Grapevine terpenic products: Linking quality associated flavour and aroma compounds in grapes and wine


Project Number
IWBT-P 14 02

Project title
Grapevine terpenic products: linking quality associated flavour and aroma compounds in grapes and wine

Project leader
Young, P R

Institution
University of Stellenbosch. Faculty of AgriSciences. Institute for Wine Biotechnology

Team members
Young, P R
Eyeghe-Bickong, H A
Bezuidenhout, I
Smit, S I

Project description
The terpenic composition of grapevine berries contributes to the varietal character of the grapes and resultant wine. A combination of the monoterpenes geraniol, linalool and nerol are, for example, responsible for the characteristic aroma of Muscat grapes (a terpenic grape variety). Terpenes also contribute to the aroma of non Muscat varieties: the sesquiterpene rotundone has been shown to be responsible for the peppery character of Shiraz grapes and wine. The estimated -46 terpenes identified in grapes (-30 in wines) are formed by the actions of the terpene synthase enzymes in the grape berries. The grapevine genome contains an estimated 89-144 terpene synthases encoding genes, clearly contributing to the complex terpenic composition of grape varieties. Understanding the basis of the varietal aromas of cultivars is still an active field of study, as is the impact of production practices in modulating the aromatic potential of the berries. Terpene synthases are central to the understanding of this important class of volatile aroma compounds. This project aims to understand the origin, regulation and fate of terpenes by linking grape terpene synthase gene expression to terpene composition in the complex grape matrix.

Poster(s)
Smit, S J, Young, P R and Vivier, M A. 2015. Exploring the planta role of sesquiterpenes in grapevine flowers. Paper presented at Terpnet 2015 Conference. 1-5 June 2015. Vancouver, Canada

Presentation(s)
Smit, S, Young, P R and Vivier, M A. 2014. Terpene synthesis: Promiscuous enzymes synthesising a multitude of terpenic products with diverse functions in the grapevine. Paper presented at 5th International Symposium on Macromolecules and Secondary Metabolites of Grapevine and Wines: MacroWine 2014. 7-10 September, Stellenbosch, South Africa.

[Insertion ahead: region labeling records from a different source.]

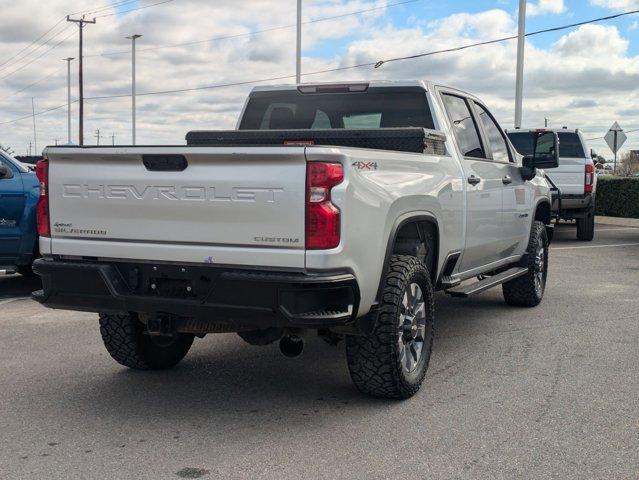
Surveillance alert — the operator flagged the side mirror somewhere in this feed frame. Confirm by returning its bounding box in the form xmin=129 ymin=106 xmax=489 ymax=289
xmin=522 ymin=130 xmax=559 ymax=170
xmin=0 ymin=163 xmax=13 ymax=180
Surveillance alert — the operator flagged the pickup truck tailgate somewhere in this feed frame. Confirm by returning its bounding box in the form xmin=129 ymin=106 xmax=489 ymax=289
xmin=46 ymin=147 xmax=306 ymax=268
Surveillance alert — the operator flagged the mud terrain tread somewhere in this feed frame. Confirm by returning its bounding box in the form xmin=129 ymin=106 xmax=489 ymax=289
xmin=100 ymin=313 xmax=193 ymax=370
xmin=100 ymin=313 xmax=150 ymax=370
xmin=346 ymin=255 xmax=434 ymax=398
xmin=502 ymin=221 xmax=549 ymax=307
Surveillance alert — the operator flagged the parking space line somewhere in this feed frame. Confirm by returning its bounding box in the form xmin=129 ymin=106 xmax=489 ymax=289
xmin=595 ymin=227 xmax=639 ymax=232
xmin=0 ymin=297 xmax=31 ymax=305
xmin=551 ymin=242 xmax=639 ymax=250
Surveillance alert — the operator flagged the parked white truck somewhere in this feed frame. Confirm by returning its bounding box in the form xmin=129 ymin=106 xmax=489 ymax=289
xmin=507 ymin=128 xmax=597 ymax=242
xmin=34 ymin=81 xmax=558 ymax=398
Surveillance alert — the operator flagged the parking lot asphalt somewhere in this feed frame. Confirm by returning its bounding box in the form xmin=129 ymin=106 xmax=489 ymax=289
xmin=0 ymin=225 xmax=639 ymax=480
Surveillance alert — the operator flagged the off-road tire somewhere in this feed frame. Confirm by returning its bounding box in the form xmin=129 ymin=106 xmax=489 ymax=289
xmin=577 ymin=210 xmax=595 ymax=242
xmin=100 ymin=313 xmax=193 ymax=370
xmin=502 ymin=221 xmax=548 ymax=307
xmin=346 ymin=255 xmax=435 ymax=399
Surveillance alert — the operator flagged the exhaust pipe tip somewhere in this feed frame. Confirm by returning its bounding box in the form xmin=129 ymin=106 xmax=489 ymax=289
xmin=280 ymin=335 xmax=304 ymax=358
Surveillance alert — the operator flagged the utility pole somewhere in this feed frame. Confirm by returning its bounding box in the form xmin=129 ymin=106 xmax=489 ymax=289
xmin=295 ymin=0 xmax=302 ymax=84
xmin=64 ymin=57 xmax=73 ymax=143
xmin=126 ymin=33 xmax=142 ymax=145
xmin=612 ymin=129 xmax=619 ymax=175
xmin=515 ymin=0 xmax=526 ymax=128
xmin=67 ymin=15 xmax=95 ymax=145
xmin=31 ymin=97 xmax=38 ymax=156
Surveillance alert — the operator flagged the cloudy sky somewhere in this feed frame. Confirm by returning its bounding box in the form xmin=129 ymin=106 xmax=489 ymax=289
xmin=0 ymin=0 xmax=639 ymax=158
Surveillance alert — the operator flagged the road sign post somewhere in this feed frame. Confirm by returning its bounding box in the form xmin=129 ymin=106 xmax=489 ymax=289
xmin=604 ymin=122 xmax=628 ymax=172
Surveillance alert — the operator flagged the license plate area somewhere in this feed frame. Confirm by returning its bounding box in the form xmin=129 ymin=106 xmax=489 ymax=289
xmin=118 ymin=264 xmax=218 ymax=300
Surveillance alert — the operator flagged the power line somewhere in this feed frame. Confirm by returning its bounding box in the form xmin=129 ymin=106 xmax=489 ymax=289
xmin=0 ymin=30 xmax=75 ymax=80
xmin=95 ymin=0 xmax=174 ymax=18
xmin=0 ymin=67 xmax=63 ymax=101
xmin=0 ymin=100 xmax=77 ymax=125
xmin=0 ymin=0 xmax=174 ymax=80
xmin=0 ymin=10 xmax=639 ymax=127
xmin=0 ymin=19 xmax=63 ymax=68
xmin=87 ymin=10 xmax=639 ymax=100
xmin=0 ymin=25 xmax=69 ymax=76
xmin=85 ymin=0 xmax=423 ymax=57
xmin=375 ymin=9 xmax=639 ymax=68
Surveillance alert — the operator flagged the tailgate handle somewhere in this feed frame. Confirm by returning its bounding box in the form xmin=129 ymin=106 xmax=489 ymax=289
xmin=142 ymin=155 xmax=189 ymax=172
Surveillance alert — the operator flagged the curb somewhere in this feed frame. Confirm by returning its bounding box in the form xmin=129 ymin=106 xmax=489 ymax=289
xmin=595 ymin=216 xmax=639 ymax=227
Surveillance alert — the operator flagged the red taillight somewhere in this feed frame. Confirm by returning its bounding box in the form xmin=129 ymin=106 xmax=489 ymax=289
xmin=584 ymin=163 xmax=595 ymax=193
xmin=306 ymin=162 xmax=344 ymax=250
xmin=36 ymin=160 xmax=51 ymax=237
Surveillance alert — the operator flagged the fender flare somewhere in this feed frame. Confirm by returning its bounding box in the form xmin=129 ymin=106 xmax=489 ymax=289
xmin=375 ymin=211 xmax=440 ymax=301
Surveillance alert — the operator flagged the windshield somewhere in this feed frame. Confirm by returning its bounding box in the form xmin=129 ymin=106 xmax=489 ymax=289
xmin=239 ymin=87 xmax=434 ymax=130
xmin=508 ymin=132 xmax=586 ymax=158
xmin=0 ymin=152 xmax=29 ymax=173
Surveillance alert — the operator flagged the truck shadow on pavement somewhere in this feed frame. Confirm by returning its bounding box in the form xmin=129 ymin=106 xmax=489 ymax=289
xmin=27 ymin=288 xmax=520 ymax=434
xmin=0 ymin=274 xmax=42 ymax=300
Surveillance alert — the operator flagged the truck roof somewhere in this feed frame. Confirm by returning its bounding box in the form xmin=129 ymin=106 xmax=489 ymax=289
xmin=506 ymin=127 xmax=580 ymax=133
xmin=251 ymin=80 xmax=461 ymax=92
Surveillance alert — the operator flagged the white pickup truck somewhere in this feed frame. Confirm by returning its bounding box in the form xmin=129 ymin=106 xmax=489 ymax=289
xmin=34 ymin=81 xmax=558 ymax=398
xmin=507 ymin=128 xmax=597 ymax=242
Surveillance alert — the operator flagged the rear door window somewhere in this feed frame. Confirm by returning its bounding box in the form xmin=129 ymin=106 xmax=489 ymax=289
xmin=475 ymin=103 xmax=511 ymax=163
xmin=442 ymin=94 xmax=486 ymax=158
xmin=508 ymin=132 xmax=535 ymax=156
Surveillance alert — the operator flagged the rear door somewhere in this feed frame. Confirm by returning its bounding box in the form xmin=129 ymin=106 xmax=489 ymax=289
xmin=441 ymin=92 xmax=503 ymax=271
xmin=546 ymin=131 xmax=587 ymax=195
xmin=508 ymin=130 xmax=588 ymax=196
xmin=475 ymin=102 xmax=532 ymax=258
xmin=47 ymin=147 xmax=306 ymax=268
xmin=0 ymin=155 xmax=25 ymax=262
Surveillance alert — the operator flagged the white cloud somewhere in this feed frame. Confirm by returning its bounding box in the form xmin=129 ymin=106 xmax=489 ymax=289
xmin=0 ymin=0 xmax=639 ymax=158
xmin=590 ymin=0 xmax=639 ymax=11
xmin=526 ymin=0 xmax=566 ymax=16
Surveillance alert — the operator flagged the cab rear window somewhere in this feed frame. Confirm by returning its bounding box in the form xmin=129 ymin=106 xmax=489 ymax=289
xmin=559 ymin=132 xmax=586 ymax=158
xmin=508 ymin=132 xmax=586 ymax=158
xmin=239 ymin=87 xmax=433 ymax=130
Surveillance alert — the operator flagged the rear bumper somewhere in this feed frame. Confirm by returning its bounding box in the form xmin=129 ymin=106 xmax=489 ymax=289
xmin=553 ymin=193 xmax=595 ymax=218
xmin=33 ymin=258 xmax=359 ymax=332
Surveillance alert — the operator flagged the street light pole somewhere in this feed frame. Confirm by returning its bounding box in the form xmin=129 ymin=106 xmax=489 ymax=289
xmin=515 ymin=0 xmax=526 ymax=128
xmin=295 ymin=0 xmax=302 ymax=84
xmin=64 ymin=57 xmax=73 ymax=143
xmin=126 ymin=34 xmax=142 ymax=145
xmin=67 ymin=15 xmax=95 ymax=145
xmin=31 ymin=97 xmax=37 ymax=152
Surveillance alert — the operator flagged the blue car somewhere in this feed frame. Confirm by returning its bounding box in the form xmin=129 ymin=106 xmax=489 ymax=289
xmin=0 ymin=152 xmax=40 ymax=275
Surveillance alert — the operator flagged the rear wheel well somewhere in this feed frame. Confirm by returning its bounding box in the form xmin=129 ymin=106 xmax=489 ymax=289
xmin=391 ymin=220 xmax=439 ymax=282
xmin=535 ymin=202 xmax=552 ymax=225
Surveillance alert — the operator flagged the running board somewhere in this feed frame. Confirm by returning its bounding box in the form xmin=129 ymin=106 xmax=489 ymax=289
xmin=446 ymin=267 xmax=528 ymax=298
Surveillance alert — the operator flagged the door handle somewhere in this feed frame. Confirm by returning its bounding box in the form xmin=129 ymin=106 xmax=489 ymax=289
xmin=468 ymin=175 xmax=481 ymax=185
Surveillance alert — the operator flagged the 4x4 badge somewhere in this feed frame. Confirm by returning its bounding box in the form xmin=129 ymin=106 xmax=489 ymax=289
xmin=353 ymin=162 xmax=377 ymax=170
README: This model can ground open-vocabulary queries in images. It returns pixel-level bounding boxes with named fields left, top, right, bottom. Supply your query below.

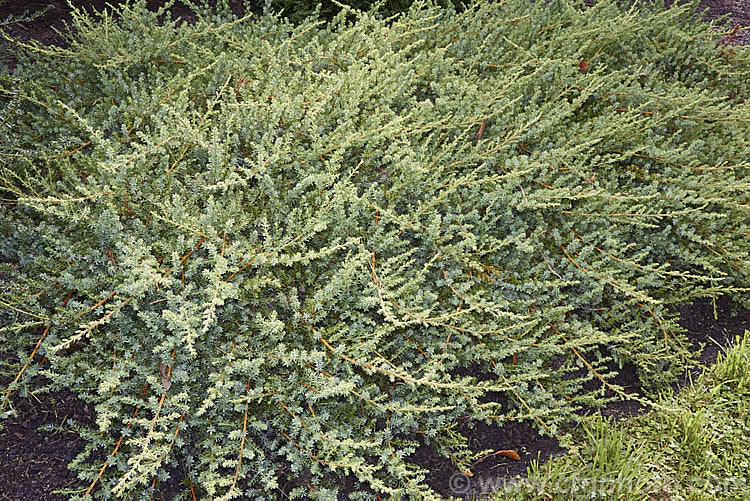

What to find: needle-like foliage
left=0, top=0, right=750, bottom=499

Bezuidenhout, I, Young, P R, Jacobson, D, Smit, S, Potiron, A and Vivier, M A. 2014. Bridging the gap between the grapevine terpene synthase gene family and volatile terpenes found in the berry and wine. Paper presented at 5th International Symposium on Macromolecules and Secondary Metabolites of Grapevine and Wines: MacroWine 2014. 7-10 September 2014, Stellenbosch, South Africa.

Article
Young, P R. 2016. Functions of volatile terpenes in grapevines, WineLand, Mnth April
http://www.wineland.co.za/functions-of-volatile-terpenes-in-grapevines/

Thesis
Smit, S J. 2016. Grapevine terpenoids and their contribution to the flower volatilome. M Sc. Wine Biotechnology. Stellenbosch University, Stellenbosch.